Google Meets Big Brother To Spy On You
There seem to be some conflicting reports on the matter, but in a nutshell, Google has plans to track your offline activity. Creepy much?
Google makes yet another power move in the competition for your information as it extends another tentacle closer to you and your life.
That’s just swell!
On Tuesday, December 18, 2012 at 9:27 AM Conversions API was unveiled via Google’s Double Click Search Blog, where they explained their latest and greatest project. “But we understand that online advertising also fuels offline conversions. To capture these lost conversions and bring offline into your online world, we’re announcing the open beta of our Conversions API for uploading offline conversion automatically. Upload new conversions to account for in-store transactions, call-tracking, or other offline activities, or edit existing conversions to account for discounts, returns, credit, or fraud through integrated API access. Today, you can combine this information with our Performance Bidding Suite to optimize your campaigns based on even more of your business data.”
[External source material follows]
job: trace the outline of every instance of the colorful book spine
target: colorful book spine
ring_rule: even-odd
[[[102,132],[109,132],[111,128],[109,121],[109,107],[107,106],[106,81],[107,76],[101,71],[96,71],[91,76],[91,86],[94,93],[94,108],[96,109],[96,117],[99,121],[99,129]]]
They go on to say, “Advertisers are prohibited from sending personally identifiable information using this feature, as outlined by the Terms of Service for the API. Further, this API provides no ability to target advertising. The conversion data is used by advertisers to better manage and report on the amount they pay for advertising and the ROI they get from it.”
Now, the jury is still out on whether this is good news or not, but you be the judge.
In my opinion, it sounds a little suspect. If the info about ROI (return on investment) is used to guide future advertisement, then wouldn’t that have them using our offline activities aided by the info they’ve already got from our searches and online activities to better target the advertisements? That’s where it gets a little contradictory.
Honestly, I doubt that Google would do anything questionable with our info. They’re just too big and too public to do something that obvious, but there’s always the possibility of encrypted info being sold illegally by employees or otherwise leaked to third party investors. That’s when the random 2:00am spam texts start.
‘You’ve won two tickets for a Caribbean cruise and an opportunity to enter our gazillion dollar sweepstakes!’
From the point of view of the skeptical consumer this sounds a little troublesome, but from that of a business man, it’s really great for targeted advertisements to reach the proper audiences with a potential to increase revenue.
Hypothetically speaking, you’re a Houston Texans fan. If you buy some Texans merchandise at Academy, you’ll probably see more online ads for Texans gear in the columns of your next Google search. Sounds harmless, right?
It works well for the advertiser, and could increase convenience for the consumer, so it’s a win-win. Unless your info is leaked or sold as aforementioned.
It was brought to my attention that there were two sides to the story, so I checked it out. (The truth is, there are three sides to every story: one side, the other side, and the truth.)
One author explained that the info on Google’s Double Click Blog was unclear, and elaborated his idea of the truth. If you scroll down to the end of the blog, there’s a disclaimer that the author owns Google stock. I can’t help but suspect there’s some sort of slant if that disclaimer had to be made, but maybe I’m just a skeptic.
With anything, there’s good and bad, it just depends where you stand on the issue. It seems to me the best way to avoid being flooded with targeted advertisements is to shop in brick and mortar stores, and pay cash.
Interestingly, “This is the sixth time we’ve released this data, and one trend has become clear: Government surveillance is on the rise,” Google admitted with their report.
Disclaimer: this is not necessarily the truth, but only the author’s attempt at spreading the word about information they happened upon. The reader is responsible for finding his or her own truth. Also, this blog has absolutely nothing to do with the Big Brother satellite; it was just a catchy title.